Arousal events were defined as intraoperative movement, brisk palpebral reflex, or spontaneous breathing against mechanical ventilation. In such cases propofol 1 mg/kg was administered IV. At the end of surgery, IV meloxicam (0.2 mg/kg, Metacam; Boehringer) was administered to all dogs and the urinary bladder was voided manually [8, 17].
Postoperative evaluation and treatment
Two experienced operators (LP, DM) unaware of the treatment evaluated each dog during the first 24 h after RAT. Quality of recovery from general anaesthesia was scored using a recovery scoring system [18] (Additional file 1: Appendix 1A).
Postoperative pain was assessed using the Short Form of the Glasgow Composite Pain Scale (SF-GCPS) every 2 h starting from 3 h after RAT [19]. Methadone (0.1 mg/kg) was administered IM if the pain score was ≥ 5/20. The dogs were re-evaluated 30 min later and a further methadone dose (0.1 mg/kg IM) was administered if needed. The number of rescue methadone administrations during the first 24 postoperative h was recorded. A previously published weight-bearing scoring system was used before (T0) and 24 h after surgery (T24) [20] (Additional file 2: Appendix 2A).
The assessment of the complete motor block recovery was performed at 3, 5, 8, 12, and 24 h after RAT by an operator unaware of the RAT technique (LP, DM). Dogs had to walk on their own, but they were assisted to stand up, if necessary. Dogs that were unable to walk before surgery or that had postoperative bandaging of the leg were not assessed.

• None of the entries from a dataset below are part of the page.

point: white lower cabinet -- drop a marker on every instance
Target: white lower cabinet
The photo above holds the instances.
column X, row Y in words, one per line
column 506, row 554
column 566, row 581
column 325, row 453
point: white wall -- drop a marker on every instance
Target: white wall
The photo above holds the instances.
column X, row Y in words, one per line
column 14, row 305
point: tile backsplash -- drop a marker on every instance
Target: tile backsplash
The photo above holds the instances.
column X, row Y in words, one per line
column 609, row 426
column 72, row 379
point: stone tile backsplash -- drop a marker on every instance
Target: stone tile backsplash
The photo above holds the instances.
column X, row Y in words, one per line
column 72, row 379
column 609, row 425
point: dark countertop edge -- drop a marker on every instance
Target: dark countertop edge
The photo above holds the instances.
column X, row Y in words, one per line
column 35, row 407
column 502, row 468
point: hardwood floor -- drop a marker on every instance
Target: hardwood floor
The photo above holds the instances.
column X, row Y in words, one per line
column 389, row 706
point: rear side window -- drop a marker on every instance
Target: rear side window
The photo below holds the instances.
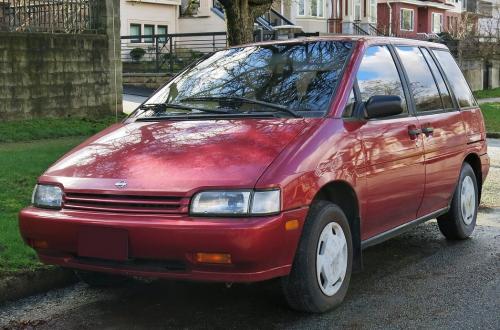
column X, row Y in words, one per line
column 422, row 84
column 445, row 93
column 378, row 75
column 455, row 77
column 349, row 108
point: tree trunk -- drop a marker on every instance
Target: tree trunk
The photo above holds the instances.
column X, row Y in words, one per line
column 239, row 23
column 240, row 18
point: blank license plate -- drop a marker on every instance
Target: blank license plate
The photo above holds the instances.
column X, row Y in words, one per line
column 103, row 243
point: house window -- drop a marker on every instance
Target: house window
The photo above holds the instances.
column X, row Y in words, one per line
column 162, row 29
column 149, row 30
column 135, row 30
column 373, row 10
column 357, row 10
column 312, row 8
column 301, row 10
column 437, row 23
column 407, row 19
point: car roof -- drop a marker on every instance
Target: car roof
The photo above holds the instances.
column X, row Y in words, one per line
column 368, row 40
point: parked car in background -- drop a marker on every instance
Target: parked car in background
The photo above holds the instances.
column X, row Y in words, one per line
column 280, row 159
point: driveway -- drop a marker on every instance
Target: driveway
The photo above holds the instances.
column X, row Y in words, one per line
column 417, row 280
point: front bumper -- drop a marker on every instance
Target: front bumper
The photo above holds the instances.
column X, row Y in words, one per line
column 164, row 247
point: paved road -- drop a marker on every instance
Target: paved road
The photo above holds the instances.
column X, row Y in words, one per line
column 418, row 280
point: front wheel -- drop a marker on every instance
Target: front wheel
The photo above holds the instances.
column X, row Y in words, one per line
column 460, row 221
column 321, row 271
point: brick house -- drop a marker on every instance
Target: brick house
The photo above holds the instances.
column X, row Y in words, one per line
column 418, row 18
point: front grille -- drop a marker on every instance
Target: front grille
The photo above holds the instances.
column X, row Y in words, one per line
column 126, row 203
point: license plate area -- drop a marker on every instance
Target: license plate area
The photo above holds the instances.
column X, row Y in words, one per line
column 103, row 243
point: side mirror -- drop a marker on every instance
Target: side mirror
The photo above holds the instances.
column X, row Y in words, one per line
column 379, row 106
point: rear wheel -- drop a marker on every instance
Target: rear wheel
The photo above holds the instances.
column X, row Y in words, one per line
column 321, row 271
column 100, row 279
column 460, row 221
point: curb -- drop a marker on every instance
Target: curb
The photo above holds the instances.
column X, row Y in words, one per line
column 28, row 283
column 493, row 135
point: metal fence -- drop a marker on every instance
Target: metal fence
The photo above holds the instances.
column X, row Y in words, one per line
column 167, row 52
column 56, row 16
column 171, row 53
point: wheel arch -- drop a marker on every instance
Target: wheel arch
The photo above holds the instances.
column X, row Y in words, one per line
column 343, row 195
column 475, row 162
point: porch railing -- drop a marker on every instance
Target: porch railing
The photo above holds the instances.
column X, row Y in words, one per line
column 167, row 53
column 55, row 16
column 334, row 25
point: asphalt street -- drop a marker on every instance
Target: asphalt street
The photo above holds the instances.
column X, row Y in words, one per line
column 418, row 280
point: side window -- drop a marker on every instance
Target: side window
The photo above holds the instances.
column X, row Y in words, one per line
column 443, row 89
column 378, row 75
column 349, row 107
column 455, row 77
column 422, row 85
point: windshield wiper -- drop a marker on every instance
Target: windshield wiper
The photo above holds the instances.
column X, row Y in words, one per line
column 162, row 107
column 236, row 99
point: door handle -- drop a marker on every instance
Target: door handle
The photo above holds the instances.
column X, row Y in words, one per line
column 428, row 130
column 414, row 132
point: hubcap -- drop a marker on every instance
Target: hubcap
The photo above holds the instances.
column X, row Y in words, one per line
column 331, row 258
column 468, row 200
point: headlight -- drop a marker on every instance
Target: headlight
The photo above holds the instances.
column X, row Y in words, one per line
column 243, row 202
column 49, row 197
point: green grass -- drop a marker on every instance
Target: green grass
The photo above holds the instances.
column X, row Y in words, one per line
column 20, row 165
column 491, row 112
column 487, row 93
column 37, row 129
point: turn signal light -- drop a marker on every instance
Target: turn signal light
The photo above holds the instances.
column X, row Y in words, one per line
column 213, row 258
column 292, row 225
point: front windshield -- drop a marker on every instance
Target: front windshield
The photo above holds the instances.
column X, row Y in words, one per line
column 290, row 78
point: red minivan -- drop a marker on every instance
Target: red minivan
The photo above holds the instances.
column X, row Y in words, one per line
column 280, row 159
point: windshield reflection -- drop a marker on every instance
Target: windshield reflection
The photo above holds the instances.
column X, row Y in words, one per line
column 299, row 76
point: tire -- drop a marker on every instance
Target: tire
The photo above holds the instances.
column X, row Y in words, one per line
column 100, row 280
column 460, row 221
column 307, row 288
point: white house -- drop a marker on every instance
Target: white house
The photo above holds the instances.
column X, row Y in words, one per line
column 144, row 17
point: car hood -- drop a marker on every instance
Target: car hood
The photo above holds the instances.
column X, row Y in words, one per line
column 176, row 156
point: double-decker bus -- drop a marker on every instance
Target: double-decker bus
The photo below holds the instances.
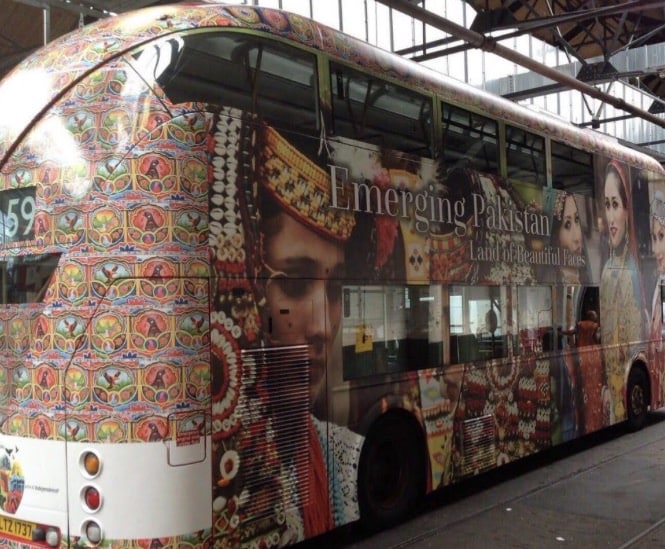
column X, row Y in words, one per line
column 261, row 279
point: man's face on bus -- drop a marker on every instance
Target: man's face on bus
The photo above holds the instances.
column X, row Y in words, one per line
column 304, row 295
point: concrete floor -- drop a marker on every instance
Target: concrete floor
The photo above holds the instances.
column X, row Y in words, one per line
column 605, row 491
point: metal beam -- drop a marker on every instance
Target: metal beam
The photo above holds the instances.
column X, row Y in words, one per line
column 490, row 45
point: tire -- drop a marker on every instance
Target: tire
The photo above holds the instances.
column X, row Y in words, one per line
column 637, row 399
column 391, row 477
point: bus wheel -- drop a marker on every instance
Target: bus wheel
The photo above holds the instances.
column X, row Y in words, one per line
column 391, row 473
column 637, row 399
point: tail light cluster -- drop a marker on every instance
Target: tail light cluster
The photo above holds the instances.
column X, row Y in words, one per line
column 90, row 466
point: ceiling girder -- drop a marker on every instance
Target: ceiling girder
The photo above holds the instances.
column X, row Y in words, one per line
column 491, row 45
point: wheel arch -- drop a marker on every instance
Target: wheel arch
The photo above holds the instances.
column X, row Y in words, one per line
column 394, row 418
column 639, row 363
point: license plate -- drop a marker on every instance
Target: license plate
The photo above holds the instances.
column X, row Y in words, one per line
column 17, row 529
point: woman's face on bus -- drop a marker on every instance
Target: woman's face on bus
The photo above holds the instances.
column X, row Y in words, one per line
column 304, row 293
column 570, row 232
column 615, row 210
column 658, row 243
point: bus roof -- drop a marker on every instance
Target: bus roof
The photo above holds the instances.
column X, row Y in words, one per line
column 67, row 59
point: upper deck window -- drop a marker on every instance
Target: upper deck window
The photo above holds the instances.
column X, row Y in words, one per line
column 525, row 156
column 379, row 112
column 572, row 169
column 469, row 139
column 273, row 80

Urinary retention was defined as the inability to spontaneously void in the presence of bladder overdistension. If a dog did not spontaneously urinate within 12 h after local anaesthetic injection, both abdominal palpation and US scan were performed to evaluate bladder overdistension [8, 17].
Statistical analysis
Categorical variables are reported as frequency and percentage; Fisher’s exact test was used to evaluate frequency distribution independence between the two groups. The Lilliefors test was performed on continuous variables to check for normal distribution. Not normally distributed data are reported as median and range and were analysed using the Mann–Whitney U test. Comparison of median weight-bearing scores among different time points (T0 vs T24) within the same group were performed using Friedman's test. Statistical analysis was performed using MedCalc Software for Windows version 12.5 (MedCalcSoftware, Ltd., Belgium). Significance was set at 5% for all statistical methods.